Was im Interview mit Stephan Friedli nicht gesagt wurde

Im Thuner Tagblatt vom 4.4. 2013, erhielt Stephan Friedli, Vorsitzender der Geschäftsleitung der WIA AG, die grosszügige Gelegenheit Stellung zu nehmen zu den „happigen Vorwürfen der Gewerkschaften“ (Hier der Link zum Interview). Notabene ohne ein Gegenüber, das seine Darstellung kritisch hinterfragt hätte. Hier die Fakten zu seinen Aussagen.

Das sagt Stephan Friedli zur Stimmung beim Personal: „Es gibt zwei Lager bei den Mitarbeitenden, dasjenige, das darauf vertraut, dass wir die Anstellungsbedingungen anpassen werden, und dasjenige, das aufgrund gezielter Kampagnen verunsichert ist. Klar ist, dass wir die Anstellungsbedingungen anpassen werden.“

Wahr ist: Immerhin gesteht Stephan Friedli ein, dass die Anstellungsbedingungen verbesserungsbedürftig sind. Aber gerade weil die Anstellungsbedingungen nicht gut sind, begannen die Mitarbeitenden der WIA sich zu wehren. Dafür brauchte es keine Kampagne der Unia.
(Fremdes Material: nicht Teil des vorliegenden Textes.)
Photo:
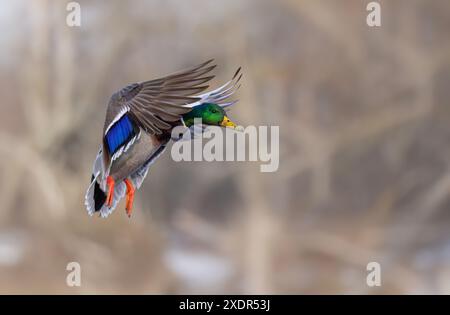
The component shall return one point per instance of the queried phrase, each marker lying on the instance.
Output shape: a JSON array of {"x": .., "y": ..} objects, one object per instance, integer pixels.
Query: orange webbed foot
[
  {"x": 110, "y": 183},
  {"x": 130, "y": 196}
]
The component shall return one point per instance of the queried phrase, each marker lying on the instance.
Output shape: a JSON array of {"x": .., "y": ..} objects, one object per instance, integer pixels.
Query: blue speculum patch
[{"x": 119, "y": 133}]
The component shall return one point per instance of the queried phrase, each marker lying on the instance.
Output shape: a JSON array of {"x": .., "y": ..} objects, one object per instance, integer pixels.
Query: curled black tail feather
[{"x": 99, "y": 195}]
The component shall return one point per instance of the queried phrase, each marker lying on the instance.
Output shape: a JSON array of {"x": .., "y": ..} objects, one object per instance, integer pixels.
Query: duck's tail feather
[{"x": 95, "y": 197}]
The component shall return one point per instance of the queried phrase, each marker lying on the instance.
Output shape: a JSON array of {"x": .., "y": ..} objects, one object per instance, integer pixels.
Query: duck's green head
[{"x": 210, "y": 113}]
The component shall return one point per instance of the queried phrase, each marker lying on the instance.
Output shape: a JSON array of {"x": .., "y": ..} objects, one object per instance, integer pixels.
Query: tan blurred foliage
[{"x": 364, "y": 164}]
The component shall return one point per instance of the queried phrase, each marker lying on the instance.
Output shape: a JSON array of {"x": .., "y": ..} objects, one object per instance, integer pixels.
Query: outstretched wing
[
  {"x": 154, "y": 104},
  {"x": 220, "y": 95}
]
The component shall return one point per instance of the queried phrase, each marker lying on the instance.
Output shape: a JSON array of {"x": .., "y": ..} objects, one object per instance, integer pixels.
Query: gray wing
[{"x": 155, "y": 104}]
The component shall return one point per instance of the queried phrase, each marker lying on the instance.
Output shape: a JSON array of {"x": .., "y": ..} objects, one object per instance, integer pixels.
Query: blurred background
[{"x": 364, "y": 148}]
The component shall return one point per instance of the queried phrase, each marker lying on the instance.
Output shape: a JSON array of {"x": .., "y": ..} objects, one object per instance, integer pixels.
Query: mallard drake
[{"x": 138, "y": 125}]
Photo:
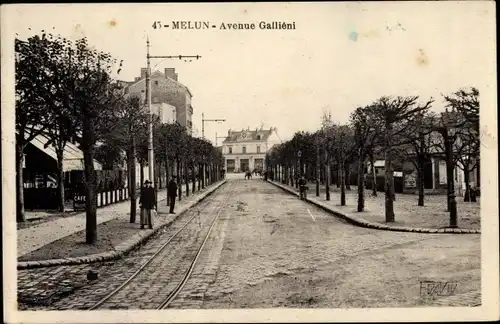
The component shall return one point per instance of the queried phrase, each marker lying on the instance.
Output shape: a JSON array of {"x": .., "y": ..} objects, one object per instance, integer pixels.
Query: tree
[
  {"x": 417, "y": 147},
  {"x": 95, "y": 101},
  {"x": 34, "y": 67},
  {"x": 395, "y": 115},
  {"x": 131, "y": 118},
  {"x": 343, "y": 148},
  {"x": 466, "y": 103},
  {"x": 366, "y": 133}
]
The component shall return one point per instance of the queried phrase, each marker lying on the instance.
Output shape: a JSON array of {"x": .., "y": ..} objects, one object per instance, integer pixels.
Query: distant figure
[
  {"x": 172, "y": 194},
  {"x": 147, "y": 202},
  {"x": 302, "y": 187}
]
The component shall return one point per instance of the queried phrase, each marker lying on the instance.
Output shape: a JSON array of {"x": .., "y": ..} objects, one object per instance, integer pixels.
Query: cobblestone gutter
[
  {"x": 364, "y": 223},
  {"x": 124, "y": 247}
]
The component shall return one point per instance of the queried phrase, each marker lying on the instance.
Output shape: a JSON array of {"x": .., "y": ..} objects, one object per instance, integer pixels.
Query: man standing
[
  {"x": 147, "y": 203},
  {"x": 172, "y": 194}
]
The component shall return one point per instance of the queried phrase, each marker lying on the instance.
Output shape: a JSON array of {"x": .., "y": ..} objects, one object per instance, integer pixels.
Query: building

Das sagt Stephan Friedli zum Verteilen von Osterhasen durch das Personal: „Solche Aktionen sind unnötig. Gegenüber unseren Mitarbeitenden haben wir bereits kommuniziert, dass wir die Anstellungsbedingungen anpassen werden. Die Unia kann diesen Prozess durch ihre Aktionen nicht beschleunigen.“ Auf die Frage nach der Bewilligung sagt Stephan Friedli: „Nein, die Aktion war nicht bewilligt.“

Wahr ist: Erstens, braucht es für das Verteilen von Osterhasen keine Bewilligung. Auch das Christkind braucht für das Verteilen von Geschenken keine Bewilligung. Zweitens nahm die Leitung der WIA die Anliegen ihrer Mitarbeitenden erst wahr, als diese begannen, öffentlich darauf aufmerksam zu machen. Drittens nähme es uns sehr wunder, wie viele Antwortkarten Herr Friedli von Bewohnerinnen und Bewohnern, bzw. deren Angehörigen erhalten hat.
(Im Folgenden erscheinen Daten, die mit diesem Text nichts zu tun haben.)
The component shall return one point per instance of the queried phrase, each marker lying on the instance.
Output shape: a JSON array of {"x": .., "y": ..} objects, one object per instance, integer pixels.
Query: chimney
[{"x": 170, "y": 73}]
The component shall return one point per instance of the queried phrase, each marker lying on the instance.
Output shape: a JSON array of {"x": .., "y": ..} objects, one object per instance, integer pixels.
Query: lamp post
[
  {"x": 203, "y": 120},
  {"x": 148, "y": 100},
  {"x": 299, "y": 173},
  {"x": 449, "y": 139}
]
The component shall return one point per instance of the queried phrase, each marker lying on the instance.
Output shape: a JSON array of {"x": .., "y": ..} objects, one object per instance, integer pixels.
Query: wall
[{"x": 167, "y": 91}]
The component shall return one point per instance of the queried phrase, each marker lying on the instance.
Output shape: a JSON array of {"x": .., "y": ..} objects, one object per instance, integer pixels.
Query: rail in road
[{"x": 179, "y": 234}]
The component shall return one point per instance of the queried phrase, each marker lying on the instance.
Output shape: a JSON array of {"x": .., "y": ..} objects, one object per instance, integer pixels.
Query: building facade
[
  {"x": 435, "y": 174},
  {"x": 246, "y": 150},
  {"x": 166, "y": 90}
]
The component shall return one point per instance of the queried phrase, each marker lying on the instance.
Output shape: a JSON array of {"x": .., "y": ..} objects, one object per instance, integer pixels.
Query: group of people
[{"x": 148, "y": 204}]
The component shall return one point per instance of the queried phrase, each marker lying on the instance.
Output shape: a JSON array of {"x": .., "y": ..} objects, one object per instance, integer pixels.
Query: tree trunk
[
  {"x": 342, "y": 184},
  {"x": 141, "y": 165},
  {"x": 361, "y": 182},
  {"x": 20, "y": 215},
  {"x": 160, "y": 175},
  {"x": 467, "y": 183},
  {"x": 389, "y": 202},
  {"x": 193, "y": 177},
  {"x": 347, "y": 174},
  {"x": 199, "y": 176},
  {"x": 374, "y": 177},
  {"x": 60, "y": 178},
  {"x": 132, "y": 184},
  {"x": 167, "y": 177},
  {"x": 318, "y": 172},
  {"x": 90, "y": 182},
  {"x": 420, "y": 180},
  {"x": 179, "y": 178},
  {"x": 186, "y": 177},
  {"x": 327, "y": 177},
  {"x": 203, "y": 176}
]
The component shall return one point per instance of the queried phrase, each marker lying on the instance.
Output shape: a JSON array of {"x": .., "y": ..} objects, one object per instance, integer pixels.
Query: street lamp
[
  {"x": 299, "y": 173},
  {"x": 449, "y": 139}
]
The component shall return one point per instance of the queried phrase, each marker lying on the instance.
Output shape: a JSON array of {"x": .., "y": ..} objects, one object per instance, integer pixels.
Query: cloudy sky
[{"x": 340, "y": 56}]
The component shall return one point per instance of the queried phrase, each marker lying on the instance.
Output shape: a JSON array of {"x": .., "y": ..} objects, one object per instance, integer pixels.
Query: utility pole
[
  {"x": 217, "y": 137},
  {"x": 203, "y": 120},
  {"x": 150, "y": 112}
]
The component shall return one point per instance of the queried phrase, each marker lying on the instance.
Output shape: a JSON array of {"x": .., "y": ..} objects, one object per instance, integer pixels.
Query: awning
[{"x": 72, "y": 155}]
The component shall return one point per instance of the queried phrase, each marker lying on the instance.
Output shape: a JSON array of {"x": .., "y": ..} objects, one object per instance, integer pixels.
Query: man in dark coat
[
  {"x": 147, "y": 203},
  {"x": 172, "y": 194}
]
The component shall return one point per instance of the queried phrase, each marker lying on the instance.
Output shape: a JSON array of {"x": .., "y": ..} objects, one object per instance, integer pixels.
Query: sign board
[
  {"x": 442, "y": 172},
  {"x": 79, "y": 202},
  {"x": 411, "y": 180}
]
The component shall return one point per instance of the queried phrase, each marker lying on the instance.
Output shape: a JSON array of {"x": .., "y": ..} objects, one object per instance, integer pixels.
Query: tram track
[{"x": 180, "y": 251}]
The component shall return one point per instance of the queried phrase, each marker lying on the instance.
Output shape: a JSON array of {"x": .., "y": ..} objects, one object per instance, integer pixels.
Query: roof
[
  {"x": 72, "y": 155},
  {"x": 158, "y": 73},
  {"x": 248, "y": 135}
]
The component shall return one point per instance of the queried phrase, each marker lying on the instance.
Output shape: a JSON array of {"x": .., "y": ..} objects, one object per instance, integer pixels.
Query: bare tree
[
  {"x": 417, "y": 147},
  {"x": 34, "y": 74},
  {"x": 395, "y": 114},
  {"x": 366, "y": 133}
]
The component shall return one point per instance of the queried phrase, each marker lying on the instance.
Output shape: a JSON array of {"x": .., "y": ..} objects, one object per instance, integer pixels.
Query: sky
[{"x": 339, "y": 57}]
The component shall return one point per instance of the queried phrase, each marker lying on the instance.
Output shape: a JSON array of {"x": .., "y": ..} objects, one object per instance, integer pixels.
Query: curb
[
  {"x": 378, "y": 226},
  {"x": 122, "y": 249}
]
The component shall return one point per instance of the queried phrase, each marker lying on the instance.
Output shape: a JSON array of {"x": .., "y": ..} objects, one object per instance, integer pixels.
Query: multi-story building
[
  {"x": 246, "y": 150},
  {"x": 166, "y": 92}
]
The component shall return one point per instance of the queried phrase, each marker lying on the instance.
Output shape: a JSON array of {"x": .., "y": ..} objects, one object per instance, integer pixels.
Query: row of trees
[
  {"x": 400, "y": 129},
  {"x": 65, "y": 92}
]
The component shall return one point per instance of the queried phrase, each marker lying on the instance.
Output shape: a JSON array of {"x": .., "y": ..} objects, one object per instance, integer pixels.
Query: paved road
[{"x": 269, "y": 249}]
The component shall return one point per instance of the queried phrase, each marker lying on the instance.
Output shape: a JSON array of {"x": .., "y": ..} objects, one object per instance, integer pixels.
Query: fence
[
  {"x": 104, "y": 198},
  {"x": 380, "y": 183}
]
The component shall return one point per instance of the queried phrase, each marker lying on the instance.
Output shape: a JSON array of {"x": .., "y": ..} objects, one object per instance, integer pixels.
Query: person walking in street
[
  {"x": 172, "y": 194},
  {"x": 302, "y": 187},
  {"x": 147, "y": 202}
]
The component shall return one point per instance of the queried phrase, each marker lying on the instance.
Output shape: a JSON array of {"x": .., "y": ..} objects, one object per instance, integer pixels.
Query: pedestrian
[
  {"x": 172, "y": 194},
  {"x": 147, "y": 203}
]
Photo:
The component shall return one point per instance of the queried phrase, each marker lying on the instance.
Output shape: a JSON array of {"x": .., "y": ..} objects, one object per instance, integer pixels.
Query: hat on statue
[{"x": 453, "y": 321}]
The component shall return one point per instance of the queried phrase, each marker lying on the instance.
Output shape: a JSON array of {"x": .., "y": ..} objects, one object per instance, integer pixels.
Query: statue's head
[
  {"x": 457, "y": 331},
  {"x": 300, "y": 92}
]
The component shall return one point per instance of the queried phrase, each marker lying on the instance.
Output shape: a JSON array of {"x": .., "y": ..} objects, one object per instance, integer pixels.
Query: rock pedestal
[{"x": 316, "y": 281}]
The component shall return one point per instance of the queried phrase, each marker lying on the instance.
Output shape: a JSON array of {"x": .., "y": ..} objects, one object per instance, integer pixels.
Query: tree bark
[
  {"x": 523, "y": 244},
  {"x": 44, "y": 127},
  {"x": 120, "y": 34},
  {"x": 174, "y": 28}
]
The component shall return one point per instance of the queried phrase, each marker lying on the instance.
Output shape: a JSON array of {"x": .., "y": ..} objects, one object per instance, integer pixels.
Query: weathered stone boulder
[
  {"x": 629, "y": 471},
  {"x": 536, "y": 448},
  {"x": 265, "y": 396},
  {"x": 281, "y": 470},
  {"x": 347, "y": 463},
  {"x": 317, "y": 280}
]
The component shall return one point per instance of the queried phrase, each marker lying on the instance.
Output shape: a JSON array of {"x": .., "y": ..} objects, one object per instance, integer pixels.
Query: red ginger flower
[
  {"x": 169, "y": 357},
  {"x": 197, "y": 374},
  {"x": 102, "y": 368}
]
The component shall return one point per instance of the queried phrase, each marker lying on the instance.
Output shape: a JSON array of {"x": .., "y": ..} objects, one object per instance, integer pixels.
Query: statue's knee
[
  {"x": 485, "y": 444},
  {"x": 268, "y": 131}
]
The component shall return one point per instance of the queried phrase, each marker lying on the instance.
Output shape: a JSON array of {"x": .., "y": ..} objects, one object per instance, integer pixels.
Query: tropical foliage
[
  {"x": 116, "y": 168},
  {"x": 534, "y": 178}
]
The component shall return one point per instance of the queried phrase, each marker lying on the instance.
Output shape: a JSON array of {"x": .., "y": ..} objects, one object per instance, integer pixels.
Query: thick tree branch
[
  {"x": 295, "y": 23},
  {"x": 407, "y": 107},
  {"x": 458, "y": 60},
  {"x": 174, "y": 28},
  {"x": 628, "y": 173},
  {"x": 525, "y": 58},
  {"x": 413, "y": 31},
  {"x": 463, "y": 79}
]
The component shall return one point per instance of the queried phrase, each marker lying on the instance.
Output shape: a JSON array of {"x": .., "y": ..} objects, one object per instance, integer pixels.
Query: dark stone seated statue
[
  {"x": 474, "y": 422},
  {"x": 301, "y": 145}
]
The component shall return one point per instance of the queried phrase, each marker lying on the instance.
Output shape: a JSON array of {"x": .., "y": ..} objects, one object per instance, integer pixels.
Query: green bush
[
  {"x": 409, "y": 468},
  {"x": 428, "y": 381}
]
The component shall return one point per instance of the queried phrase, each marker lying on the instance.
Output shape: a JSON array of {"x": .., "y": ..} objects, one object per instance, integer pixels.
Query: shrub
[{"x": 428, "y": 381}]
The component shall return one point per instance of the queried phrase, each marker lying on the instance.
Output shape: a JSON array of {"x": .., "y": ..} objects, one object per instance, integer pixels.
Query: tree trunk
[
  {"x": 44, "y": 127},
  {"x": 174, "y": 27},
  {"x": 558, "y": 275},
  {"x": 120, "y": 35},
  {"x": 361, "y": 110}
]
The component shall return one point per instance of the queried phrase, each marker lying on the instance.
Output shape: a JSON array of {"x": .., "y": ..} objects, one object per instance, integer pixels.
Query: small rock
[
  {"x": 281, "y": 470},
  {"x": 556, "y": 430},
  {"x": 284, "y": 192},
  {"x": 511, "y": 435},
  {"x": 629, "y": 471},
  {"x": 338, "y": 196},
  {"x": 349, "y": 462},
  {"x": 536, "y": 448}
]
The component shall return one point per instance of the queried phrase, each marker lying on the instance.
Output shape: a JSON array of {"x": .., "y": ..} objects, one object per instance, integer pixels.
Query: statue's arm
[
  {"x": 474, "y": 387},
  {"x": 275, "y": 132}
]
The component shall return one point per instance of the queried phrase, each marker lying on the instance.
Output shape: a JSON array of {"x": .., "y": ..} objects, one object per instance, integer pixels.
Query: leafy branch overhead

Das sagt Stephan Friedli zur Unterstützung der Mitarbeitenden durch die Unia: „Das Gesundheitswesen ist ein lukrativer Wachstumsmarkt, in dem die Unia Fuss fassen will. Die WIA in ihrer nach wie vor fragilen Situation ist für die Unia eine leichte Beute. Für die WIA ist dies problematisch, weil die Unia bei den Mitarbeitenden Erwartungen schürt, die mit den strengen kantonalen Finanzierungsmöglichkeiten gar nicht zu erfüllen sind.“

Wahr ist: Tatsächlich ist das Gesundheitswesen ein Wachstumsmarkt, der von immer mehr Investoren als lukratives Geschäftsfeld entdeckt wird. Es ist äusserst wichtig zu schauen, dass dabei die Qualität nicht verloren geht. Wir alle wollen bei Bedarf eine gute Betreuung. Dafür braucht es auch gute Arbeitsbedingungen und Respekt für die Arbeit der Angestellten. Die Unia unterstützt die Mitarbeitenden der WIA aus genau einem Grund: Weil diese das so wünschen! Jede Belegschaft darf in der Schweiz ihre Vertretung selber bestimmen. Das ist in diesem Fall die Unia, daran kann Herr Friedli nichts ändern, es ist ein Entscheid des Personals.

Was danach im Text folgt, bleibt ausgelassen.